CLOSE-UP: GLOBAL BRIEF; Bendelac follows a tough act
John Tylee, Campaign, Friday, 29 November 1996, 12:00am,
But it’s unlikely that he’ll be intimidated by the task ahead, John Tylee reports
But it’s unlikely that he’ll be intimidated by the task ahead, John
Tylee reports
Imagine Cardinal Richelieu hanging up his skullcap to be replaced by a
user-friendly Scrooge and you get an idea of the power shift about to
happen at Bates Europe.
For Richelieu read Michael Geraghty, the network’s chief operating
officer and longtime ‘eminence grise’ to Michael Bungey, the Bates
Worldwide chairman due to retire at the end of the year.
For Scrooge read Stanley Bendelac, the chairman of Madrid’s Delvico
Bates, whose popularity among Bates senior managers conceals a
parsimonious streak about money and who was last week named as
Geraghty’s successor (Campaign, 22 November).
It will be a difficult, if not impossible, role to fill. Geraghty, an
Irish accountant brought in by Eric Garrott to clean up the mess left
when he bought the then Dorland Advertising from the asset stripper,
John Bentley, in 1971, enjoys probably the highest power and lowest
profile of any network boss.
He’s been called Bungey’s extra brain and his hatchet man. ‘He’s the
hardest bastard you could ever meet and he’s brilliant,’ a former Bates
senior manager declares.
Not that Bendelac, one of Bungey’s trusted ‘inner circle’, is likely to
be intimidated following such an act.

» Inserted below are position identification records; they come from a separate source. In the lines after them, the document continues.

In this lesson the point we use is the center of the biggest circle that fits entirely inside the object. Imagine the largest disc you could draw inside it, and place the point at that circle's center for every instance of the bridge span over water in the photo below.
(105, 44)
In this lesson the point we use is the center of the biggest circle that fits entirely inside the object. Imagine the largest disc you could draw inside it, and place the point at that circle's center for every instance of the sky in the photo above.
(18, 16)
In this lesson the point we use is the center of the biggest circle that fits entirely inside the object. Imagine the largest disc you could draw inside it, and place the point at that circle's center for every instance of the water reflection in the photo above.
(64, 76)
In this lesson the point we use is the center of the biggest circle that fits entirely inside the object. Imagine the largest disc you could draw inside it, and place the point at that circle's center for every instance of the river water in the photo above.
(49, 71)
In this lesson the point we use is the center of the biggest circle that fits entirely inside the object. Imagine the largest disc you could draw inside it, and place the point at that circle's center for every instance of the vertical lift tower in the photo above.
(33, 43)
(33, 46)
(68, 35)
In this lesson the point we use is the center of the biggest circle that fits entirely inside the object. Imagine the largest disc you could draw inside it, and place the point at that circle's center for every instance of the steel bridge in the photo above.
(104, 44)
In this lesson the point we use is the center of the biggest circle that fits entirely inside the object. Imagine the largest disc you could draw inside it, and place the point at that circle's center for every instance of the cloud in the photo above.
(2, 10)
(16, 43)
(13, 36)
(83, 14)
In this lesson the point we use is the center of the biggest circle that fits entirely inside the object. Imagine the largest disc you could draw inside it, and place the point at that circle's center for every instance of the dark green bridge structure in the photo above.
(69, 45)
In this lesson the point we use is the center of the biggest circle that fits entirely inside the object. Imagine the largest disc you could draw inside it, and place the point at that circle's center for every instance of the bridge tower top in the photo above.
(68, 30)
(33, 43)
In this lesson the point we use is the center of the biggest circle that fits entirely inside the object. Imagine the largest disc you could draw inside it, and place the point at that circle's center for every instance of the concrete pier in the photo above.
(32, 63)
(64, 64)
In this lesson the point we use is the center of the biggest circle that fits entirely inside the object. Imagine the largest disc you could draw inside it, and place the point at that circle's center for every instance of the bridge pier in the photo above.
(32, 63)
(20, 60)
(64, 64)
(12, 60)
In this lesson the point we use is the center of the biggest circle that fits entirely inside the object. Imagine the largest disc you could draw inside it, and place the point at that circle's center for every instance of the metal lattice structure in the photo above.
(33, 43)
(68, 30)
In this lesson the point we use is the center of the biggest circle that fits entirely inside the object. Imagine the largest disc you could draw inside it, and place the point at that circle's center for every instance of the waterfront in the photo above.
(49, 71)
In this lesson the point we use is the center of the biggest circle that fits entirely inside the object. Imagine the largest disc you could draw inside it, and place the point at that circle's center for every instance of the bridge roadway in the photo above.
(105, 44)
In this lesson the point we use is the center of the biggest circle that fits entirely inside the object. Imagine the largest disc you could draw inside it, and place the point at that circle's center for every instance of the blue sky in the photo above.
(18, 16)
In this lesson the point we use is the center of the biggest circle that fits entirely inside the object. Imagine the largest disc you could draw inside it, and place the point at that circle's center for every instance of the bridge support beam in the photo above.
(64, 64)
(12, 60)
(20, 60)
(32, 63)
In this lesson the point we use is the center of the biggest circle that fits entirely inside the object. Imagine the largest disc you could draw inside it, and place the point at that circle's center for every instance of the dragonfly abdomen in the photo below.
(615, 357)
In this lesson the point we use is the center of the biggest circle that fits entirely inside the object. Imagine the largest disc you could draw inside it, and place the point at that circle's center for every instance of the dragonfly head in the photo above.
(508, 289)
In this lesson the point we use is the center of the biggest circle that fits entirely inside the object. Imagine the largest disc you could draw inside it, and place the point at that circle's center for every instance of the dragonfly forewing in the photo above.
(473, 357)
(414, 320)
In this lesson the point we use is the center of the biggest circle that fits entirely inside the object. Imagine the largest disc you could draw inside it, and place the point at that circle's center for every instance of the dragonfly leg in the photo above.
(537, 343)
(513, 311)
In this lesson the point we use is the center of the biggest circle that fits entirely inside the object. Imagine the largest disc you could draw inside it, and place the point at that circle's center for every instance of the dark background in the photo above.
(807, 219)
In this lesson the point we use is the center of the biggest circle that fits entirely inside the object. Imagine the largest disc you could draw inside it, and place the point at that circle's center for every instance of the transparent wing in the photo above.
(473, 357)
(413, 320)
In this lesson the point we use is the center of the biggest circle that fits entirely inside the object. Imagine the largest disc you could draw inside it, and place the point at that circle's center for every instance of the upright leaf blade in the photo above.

His astute financial management,
good contacts and an instinct for picking the right people has enabled
Delvico Bates to stand with Dorlands and Hamburg’s Scholz and Friends as
the jewels in Bates Europe’s crown.
While Jean de Yturbe, the Bates Europe chairman, glad-hands clients,
Bendelac’s more prosaic task will be -in the words of one ex-Bates
executive -‘to move between country managers with a big sack to stuff
the money in’.
In his favour is the fact that Geraghty has bequeathed him a network
carefully pruned of its managerial dead wood and in good financial
shape, even though British American Tobacco rather than Mars now
provides most of the glue holding it together.
And therein lies its weakness: the New York agency consistently fails to
deliver US multinational advertisers into the European network. That’s
something even Bendelac can’t do much about.